David Williams on tastings: It’s not rocket science

An early Monday morning, and the BBC radio newsreader has reached the final item of the 7am bulletin. As is the convention with any news story preceded with an “and finally”, the item is meant to signal a change of pace, offering some light relief. 

In this case, the whimsical story concerns Ardbeg, LVMH’s Islay single-malt distillery, and news of the results of its latest bizarre, but evidently successful (it made the national news after all) publicity stunt: a space-aged whisky.

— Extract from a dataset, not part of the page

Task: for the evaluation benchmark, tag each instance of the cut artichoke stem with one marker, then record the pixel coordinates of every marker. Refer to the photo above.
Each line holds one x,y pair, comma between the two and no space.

That the newsreader finds the story’s merit to be somewhat questionable is detectable in the slightest change in his tone as he explains how Ardbeg had dispatched a vial of its whisky to the International Space Agency in 2011 to see how zero gravity would effect its ageing.

But you can tell his real contempt is reserved for the tasting note the distiller provided. You can almost hear the dismissive raised eyebrow as he reads: “Its intense aroma had hints of antiseptic smoke, rubber and smoked fish, along with a curious, perfumed note, like violet or cassis, and powerful woody tones, leading to a meaty aroma.”

And who could blame him for finding it absurd? The note may be accurate, but it sounds closer to an aromatic description of a fatal collision between a fishing trawler and a florist than of something you might put in your mouth.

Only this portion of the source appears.